- HST image of UGC 5889

Observation data (J2000 epoch)
- Constellation: Leo
- Right ascension: 10^{h} 47^{m} 22.401^{s}
- Declination: +14° 04′ 16.697″
- Heliocentric radial velocity: 573 km/s
- Distance: 25.2 Mly (7.73 Mpc)
- Group or cluster: M96 Group
- Apparent magnitude (V): 13.7
- Apparent magnitude (B): 14.3

Characteristics
- Type: SAB(s)m
- Mass: 2.3×10^{8} M_{☉}
- Apparent size (V): 2.2′ × 2.1′
- Notable features: Spiral morphology

Other designations
- NGC 3377A, UGC 5889, LEDA 32226, PGC 32226, DDO 88, ZWG 66.14

= NGC 3377A =

Galaxy in the constellation Leo

NGC 3377A is a dwarf irregular galaxy in the equatorial constellation of Leo. Alternatively, it is identified as DDO 88 or UGC 5889. The distance to this galaxy is 7.73 Mpc. The earliest known reference to this galaxy is from the 1959 publication A Catalogue of Dwarf Galaxies by Canadian astronomer Sidney van den Bergh, where it is listed as DDO 88. Therefore, this galaxy, despite its common name, was not a part of the original New General Catalogue.

==Observations==
This very low surface brightness galaxy is being viewed nearly face-on. It is a typical dwarf irregular galaxy with a morphological class of SAB(s)m. The galaxy is small and faint, with a somewhat boxy shape that is probably hosting a stellar bar. It is gas rich with an extended envelope of neutral hydrogen. Several holes have been identified in this gas, with the largest spanning 2 kpc. The latter radius is half that of the optical galaxy, and it is surrounded by a large ring of enhanced neutral hydrogen emission. The outer morphology of NGC 3377A is similar to a dwarf spiral galaxy with loosely wound arms.
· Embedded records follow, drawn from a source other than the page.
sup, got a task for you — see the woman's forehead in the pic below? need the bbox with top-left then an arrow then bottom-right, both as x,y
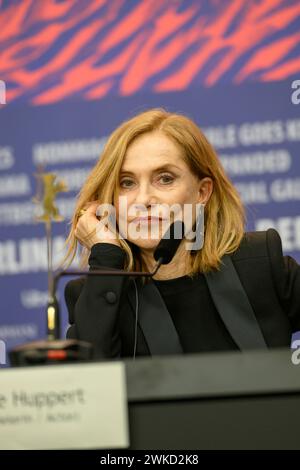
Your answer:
126,131 -> 181,155
122,133 -> 185,170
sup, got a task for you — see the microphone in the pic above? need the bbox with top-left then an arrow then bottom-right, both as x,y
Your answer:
10,221 -> 185,366
154,220 -> 185,264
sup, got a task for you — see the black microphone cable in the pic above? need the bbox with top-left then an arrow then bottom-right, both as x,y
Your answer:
131,220 -> 185,360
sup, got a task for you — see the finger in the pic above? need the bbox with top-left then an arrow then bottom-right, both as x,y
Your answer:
83,201 -> 100,215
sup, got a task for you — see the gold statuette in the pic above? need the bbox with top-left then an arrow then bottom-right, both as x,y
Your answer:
33,171 -> 68,222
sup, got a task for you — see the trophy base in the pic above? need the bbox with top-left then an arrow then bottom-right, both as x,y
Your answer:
9,339 -> 93,367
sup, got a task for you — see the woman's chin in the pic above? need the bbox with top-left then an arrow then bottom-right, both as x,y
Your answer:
128,237 -> 161,252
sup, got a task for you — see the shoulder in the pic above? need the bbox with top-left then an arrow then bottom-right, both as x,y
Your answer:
231,228 -> 282,261
64,277 -> 86,319
64,276 -> 85,298
230,229 -> 289,302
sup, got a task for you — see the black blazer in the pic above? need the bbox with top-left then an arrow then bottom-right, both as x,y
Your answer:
65,229 -> 300,359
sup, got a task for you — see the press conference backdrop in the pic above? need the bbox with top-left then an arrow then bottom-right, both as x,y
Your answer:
0,0 -> 300,364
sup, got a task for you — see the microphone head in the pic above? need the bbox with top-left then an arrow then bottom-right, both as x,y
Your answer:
154,220 -> 185,264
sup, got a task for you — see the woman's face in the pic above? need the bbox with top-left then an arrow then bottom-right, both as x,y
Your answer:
114,131 -> 213,252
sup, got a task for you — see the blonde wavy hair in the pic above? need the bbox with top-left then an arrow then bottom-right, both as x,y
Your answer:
63,108 -> 245,274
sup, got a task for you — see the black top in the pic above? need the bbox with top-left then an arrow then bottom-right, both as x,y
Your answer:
89,243 -> 237,354
153,275 -> 237,353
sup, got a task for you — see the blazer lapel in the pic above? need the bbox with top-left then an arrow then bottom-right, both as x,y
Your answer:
204,255 -> 267,350
127,279 -> 183,355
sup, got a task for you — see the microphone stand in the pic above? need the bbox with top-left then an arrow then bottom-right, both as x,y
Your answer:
43,218 -> 184,345
9,259 -> 164,367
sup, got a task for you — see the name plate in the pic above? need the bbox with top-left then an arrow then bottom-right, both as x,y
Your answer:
0,362 -> 129,450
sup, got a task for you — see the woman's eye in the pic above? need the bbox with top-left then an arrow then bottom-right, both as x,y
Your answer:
159,174 -> 175,184
120,174 -> 175,188
120,179 -> 135,189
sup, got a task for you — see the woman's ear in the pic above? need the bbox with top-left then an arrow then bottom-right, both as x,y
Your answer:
198,177 -> 213,205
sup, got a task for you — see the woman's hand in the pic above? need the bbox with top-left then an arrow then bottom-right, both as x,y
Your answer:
74,201 -> 121,250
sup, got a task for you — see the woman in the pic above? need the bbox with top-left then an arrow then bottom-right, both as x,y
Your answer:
64,108 -> 300,359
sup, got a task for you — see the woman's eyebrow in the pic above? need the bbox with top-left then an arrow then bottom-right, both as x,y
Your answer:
120,164 -> 181,175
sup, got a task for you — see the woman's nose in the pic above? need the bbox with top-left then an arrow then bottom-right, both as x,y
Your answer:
134,182 -> 157,208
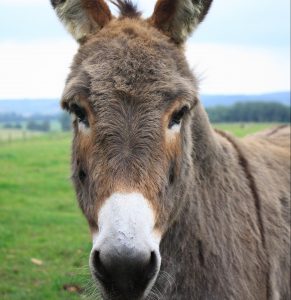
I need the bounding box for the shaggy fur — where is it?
[51,0,112,43]
[150,0,213,43]
[51,1,291,299]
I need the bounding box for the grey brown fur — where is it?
[51,0,291,299]
[151,0,213,43]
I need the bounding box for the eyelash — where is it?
[70,104,89,127]
[168,106,189,129]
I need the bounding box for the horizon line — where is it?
[0,91,290,101]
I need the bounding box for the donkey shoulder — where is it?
[241,126,290,299]
[247,125,290,148]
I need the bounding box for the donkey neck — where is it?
[190,102,224,177]
[160,100,226,248]
[157,103,238,297]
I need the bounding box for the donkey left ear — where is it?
[149,0,213,44]
[51,0,112,43]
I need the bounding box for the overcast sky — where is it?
[0,0,290,99]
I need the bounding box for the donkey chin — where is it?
[89,193,162,300]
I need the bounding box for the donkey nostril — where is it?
[150,251,157,267]
[92,250,108,281]
[145,251,158,280]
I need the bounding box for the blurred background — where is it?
[0,0,290,299]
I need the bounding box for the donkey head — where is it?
[51,0,213,299]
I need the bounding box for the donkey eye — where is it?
[168,106,189,129]
[70,104,89,126]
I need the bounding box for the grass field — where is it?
[0,129,43,144]
[0,123,279,299]
[0,134,96,300]
[213,123,278,138]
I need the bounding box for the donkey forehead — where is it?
[81,19,183,71]
[63,20,196,102]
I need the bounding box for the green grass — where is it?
[0,134,94,300]
[0,129,44,143]
[0,123,279,299]
[213,122,277,138]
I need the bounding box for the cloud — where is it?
[1,0,289,99]
[186,43,290,95]
[0,39,77,99]
[0,40,289,99]
[0,0,45,4]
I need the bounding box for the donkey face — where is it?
[52,1,213,299]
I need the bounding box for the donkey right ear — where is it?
[150,0,213,44]
[51,0,112,43]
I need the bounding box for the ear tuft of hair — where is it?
[110,0,141,18]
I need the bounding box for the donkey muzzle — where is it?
[91,247,159,299]
[90,193,161,299]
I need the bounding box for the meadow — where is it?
[0,133,95,300]
[0,129,42,144]
[0,123,278,299]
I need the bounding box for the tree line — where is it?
[1,101,290,131]
[206,102,290,123]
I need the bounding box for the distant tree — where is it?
[14,123,22,129]
[27,120,39,131]
[0,113,24,123]
[3,123,13,129]
[207,102,290,123]
[27,120,50,132]
[41,120,50,132]
[60,112,71,131]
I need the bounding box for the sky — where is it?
[0,0,290,99]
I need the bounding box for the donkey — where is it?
[51,1,290,299]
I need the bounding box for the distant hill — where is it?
[0,99,60,116]
[0,92,289,116]
[200,92,290,107]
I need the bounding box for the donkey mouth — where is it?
[96,279,158,300]
[99,286,150,300]
[92,255,160,300]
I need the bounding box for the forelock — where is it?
[110,0,141,18]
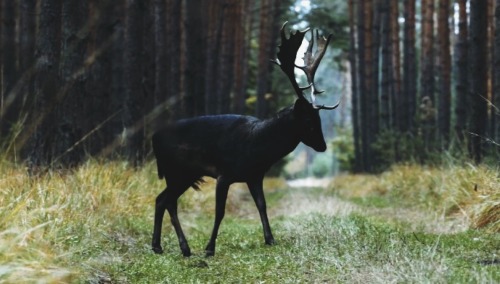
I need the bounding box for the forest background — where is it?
[0,0,498,172]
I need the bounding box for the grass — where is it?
[0,159,498,283]
[330,163,500,232]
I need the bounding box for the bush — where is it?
[331,127,355,172]
[310,151,333,177]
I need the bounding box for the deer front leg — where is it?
[247,179,275,245]
[205,177,230,257]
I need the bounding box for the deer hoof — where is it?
[265,239,276,246]
[152,246,164,254]
[182,249,192,257]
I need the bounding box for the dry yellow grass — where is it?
[330,163,500,232]
[0,159,287,282]
[0,160,158,282]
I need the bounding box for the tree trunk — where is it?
[256,0,273,118]
[166,0,182,119]
[55,0,88,165]
[488,0,495,142]
[123,0,145,162]
[233,0,252,114]
[403,0,417,134]
[420,0,435,102]
[349,0,362,172]
[420,0,436,150]
[142,0,156,132]
[358,0,368,171]
[1,0,19,136]
[390,0,401,131]
[455,0,468,142]
[204,0,225,115]
[494,0,500,143]
[216,0,238,114]
[365,0,377,171]
[437,0,451,147]
[357,0,376,171]
[468,0,488,163]
[97,0,126,157]
[28,0,62,168]
[15,0,36,154]
[372,0,381,129]
[154,0,167,131]
[184,0,206,117]
[380,0,391,130]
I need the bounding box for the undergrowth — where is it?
[0,159,498,283]
[331,163,500,232]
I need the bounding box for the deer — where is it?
[151,22,339,257]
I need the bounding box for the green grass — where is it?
[0,160,498,283]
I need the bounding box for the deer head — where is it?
[272,22,339,152]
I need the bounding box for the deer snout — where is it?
[313,141,327,152]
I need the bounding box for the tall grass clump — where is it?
[0,158,287,282]
[0,160,162,282]
[331,163,499,232]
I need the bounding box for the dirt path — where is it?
[270,183,469,234]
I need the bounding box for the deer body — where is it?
[151,22,338,257]
[153,102,325,182]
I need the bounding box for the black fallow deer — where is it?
[152,22,339,257]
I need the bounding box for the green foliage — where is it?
[370,129,454,171]
[331,127,355,171]
[310,152,332,177]
[293,0,349,51]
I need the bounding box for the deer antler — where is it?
[271,22,311,99]
[272,22,340,110]
[299,30,339,110]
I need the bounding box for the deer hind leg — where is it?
[152,183,191,256]
[205,176,231,257]
[247,179,275,245]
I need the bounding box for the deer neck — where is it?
[254,107,300,161]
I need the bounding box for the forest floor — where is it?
[0,161,498,283]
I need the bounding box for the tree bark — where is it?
[166,0,182,119]
[216,0,237,114]
[380,0,391,130]
[55,0,88,165]
[233,0,252,114]
[349,0,362,172]
[437,0,451,147]
[184,0,206,117]
[123,0,145,162]
[455,0,468,142]
[204,0,224,115]
[390,0,401,131]
[468,0,488,163]
[1,0,19,136]
[15,0,36,154]
[403,0,417,134]
[420,0,436,150]
[154,0,167,131]
[256,0,273,118]
[29,0,62,168]
[494,0,500,143]
[365,0,377,171]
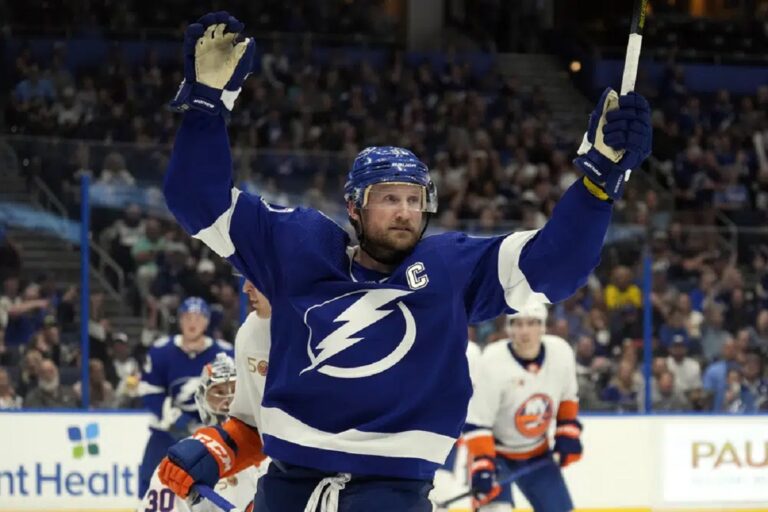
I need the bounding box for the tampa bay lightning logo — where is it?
[170,377,201,412]
[301,289,416,379]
Star formation in NGC 3377A is low, occurring at an averate rate of 0.0033 solar mass per year. Over the last 200 million years, star formation appears to have occurred in spurts. NGC 3377A is currently in the midst of one such outburst, with new stars being formed in small, bright, evenly distributed regions in the outer parts of the galaxy. A total of 83 young stellar groups have been identified. Many of these occur in "knots" of hydrogen-alpha emission. The central region primarily consists of older stellar populations.

NGC 3377 and NGC 3377A imaged by Legacy Surveys

NGC 3377A is a member of the M96 Group (Leo I) of galaxies and is located at an angular separation of 7 arcminute to the northwest of the giant elliptical galaxy NGC 3377.

NGC 3377A may be a companion of NGC 3377. The pair have a velocity difference of 120 km s^{−1} and a projected separation of around 22 kpc. NGC 3377A has a low rotation rate for its luminosity, suggesting this a tidal dwarf with a lower level of dark matter than is typical.